Pour sa première visite en France depuis le départ de Chirac, le Chef de l’Etat sénégalais a introduit Karim Wade chez le nouveau maître de l’Elysée, dans une opacité totale.
Pour une visite mystérieuse, c’en était une. L’audience qui a été accordée, hier, au président Abdoulaye Wade par le président de la République française, Nicolas Sarkozy, a été celle de tous les verrouillages. Les précautions inhabituelles arrêtées et mises en œuvre, sans doute d’un commun accord, entre les deux protocoles présidentiels, ont paru cacher quelque événement jugé inédit, en particulier du côté sénégalais. De sources diplomatiques diversifiées établies aussi bien à Dakar qu’à Paris, dont une provenant d’un patron d’un grand magazine panafricain basé dans la capitale française, il ressort que M. Karim Wade, président du Conseil de surveillance de l’Agence nationale pour l’organisation de la conférence islamique (Anoci), conseiller spécial et fils du Chef de l’Etat sénégalais, a rencontré Nicolas Sarkozy en marge de l’audience du président Wade. Le tête-à-tête entre les deux hommes ne pouvait qu’être de nature informelle, conséquence directe d’une double fiche d’audience, l’une officielle, l’autre non officielle. Selon nos informations recueillies d’abord à Dakar et confirmées en début de soirée à Paris, le nom du fils du président de la République ne figurait pas sur la feuille d’audience officielle arrêtée par les autorités sénégalaises, d’où le caractère informel de l’entretien avec le locataire de l’Elysée.

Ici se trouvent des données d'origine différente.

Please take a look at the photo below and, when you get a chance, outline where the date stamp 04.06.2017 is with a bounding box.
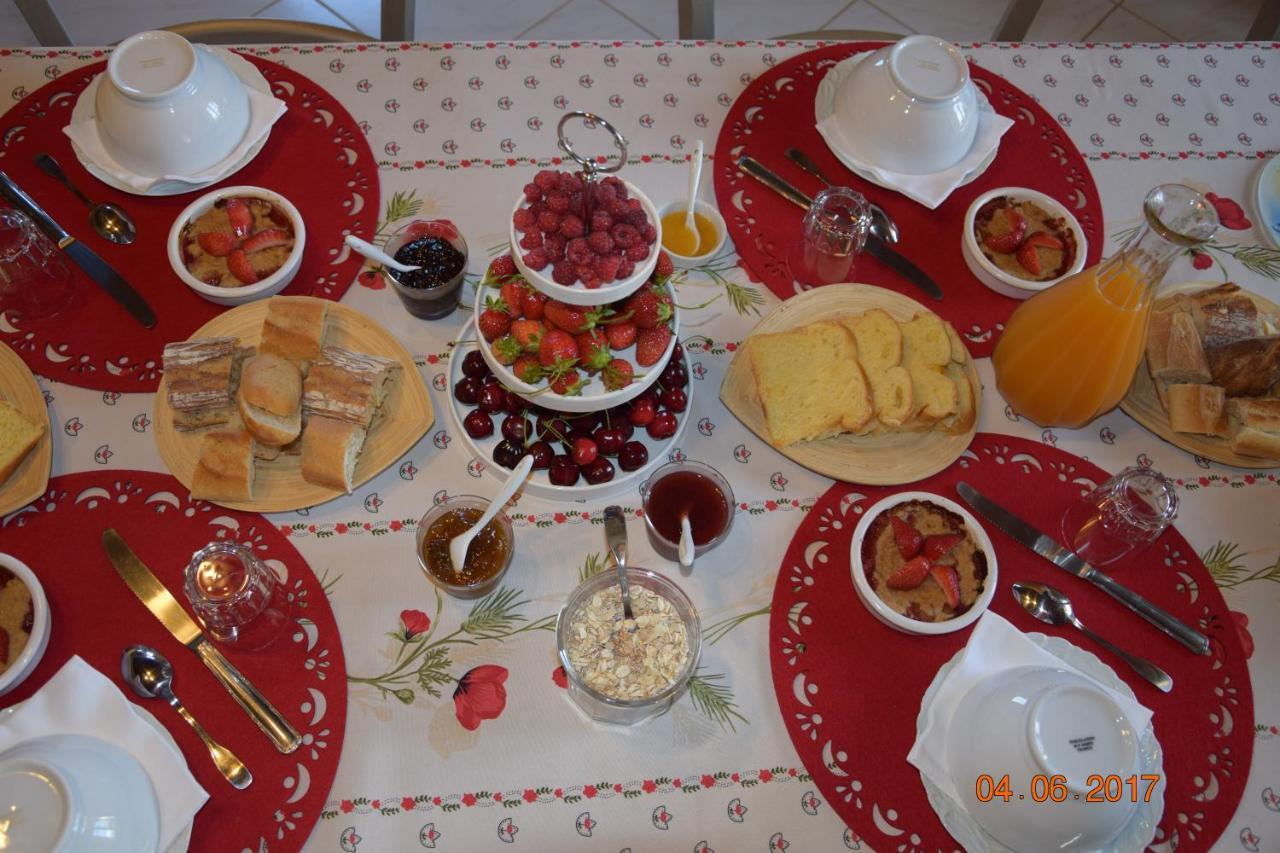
[974,774,1161,803]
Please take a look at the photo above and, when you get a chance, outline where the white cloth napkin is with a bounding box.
[0,654,209,850]
[815,96,1014,210]
[906,610,1151,803]
[63,79,288,193]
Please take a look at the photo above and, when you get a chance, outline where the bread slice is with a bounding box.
[748,321,872,447]
[302,416,366,494]
[0,400,45,484]
[1226,398,1280,459]
[191,429,253,501]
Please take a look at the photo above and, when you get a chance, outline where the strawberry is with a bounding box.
[888,515,924,560]
[223,199,253,237]
[600,359,636,391]
[982,207,1027,255]
[227,248,257,284]
[923,533,964,562]
[884,557,933,589]
[196,231,239,257]
[604,320,636,350]
[636,325,671,368]
[929,566,960,610]
[538,329,577,368]
[241,228,293,252]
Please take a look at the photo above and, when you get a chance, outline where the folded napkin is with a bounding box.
[0,656,209,850]
[815,93,1014,210]
[63,65,288,193]
[906,610,1151,803]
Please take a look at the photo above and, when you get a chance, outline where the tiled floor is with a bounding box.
[0,0,1261,45]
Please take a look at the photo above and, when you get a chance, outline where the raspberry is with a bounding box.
[561,214,586,240]
[538,210,559,234]
[564,237,591,264]
[586,231,613,255]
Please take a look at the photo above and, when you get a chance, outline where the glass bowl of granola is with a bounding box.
[556,567,701,726]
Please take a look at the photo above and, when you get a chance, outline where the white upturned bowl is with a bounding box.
[0,553,52,695]
[95,31,250,177]
[947,666,1147,852]
[169,186,307,305]
[0,734,160,853]
[836,36,978,174]
[960,187,1089,300]
[849,492,998,637]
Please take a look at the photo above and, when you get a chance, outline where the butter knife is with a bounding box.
[737,154,942,300]
[0,172,156,329]
[956,483,1208,654]
[102,528,302,753]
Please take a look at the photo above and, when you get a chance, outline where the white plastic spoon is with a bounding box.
[449,456,534,571]
[344,234,422,273]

En amont de cette rencontre, des mesures exceptionnelles avaient été prises pour organiser le black-out absolu. D’abord, à l’Ambassade du Sénégal, il était, totalement, impossible à la presse d’obtenir les accréditations nécessaires à la couverture du déplacement du président Abdoulaye Wade à l’Elysée. Moustapha Barry, le correspondant du quotidien Walfadjri dans la capitale française, nous certifie avoir tout fait pour entrer en contact avec le responsable presse de la représentation diplomatique sénégalaise. En pure perte. Aucun service de l’ambassade n’a daigné agir dans le sens de la satisfaction d’une doléance toute banale en d’autres temps. Et si c’étaient les seuls journalistes sénégalais qui étaient ostracisés ! En réalité, et selon nos informations, la mesure était valable pour toute la presse panafricaine établie à Paris, interdite d’accès, elle aussi, à l’Elysée. Au siège de la présidence française, ensuite, tout a été fait pour qu’aucun journaliste n’accède aux lieux. Un confrère que nous avons joint par téléphone nous a expliqué qu’arrivé devant l’Elysée, le service de sécurité lui a, fermement, signifié que seule l’ambassade du Sénégal était en mesure de fournir les accréditations. Des consignes hyper strictes venues, cette fois, de l’Elysée, étaient passées par là.
En outre, et comme c’était jour de pratiques nouvelles, l’escorte du président de la République avait changé de nature. Mise à part le véhicule personnalisé de Me Wade, les trois autres voitures qui l’accompagnaient, étaient toutes banalisées, selon des sources diplomatiques franco-sénégalaises présentes à Paris.
Cherchant un peu plus de lumière dans cette affaire d’audience informelle, nous avons accroché Cheikh Diallo, proche collaborateur de Karim Wade. C’est une réponse à la fois sèche et ironique, comme ce n’est pas dans ses habitudes, qu’il nous a servie. «Je suis en stage actuellement au Quai d’Orsay. Je ne sais rien de ce que vous dites, mais j’estime que Karim Wade a le droit d’être où il veut. Voilà.»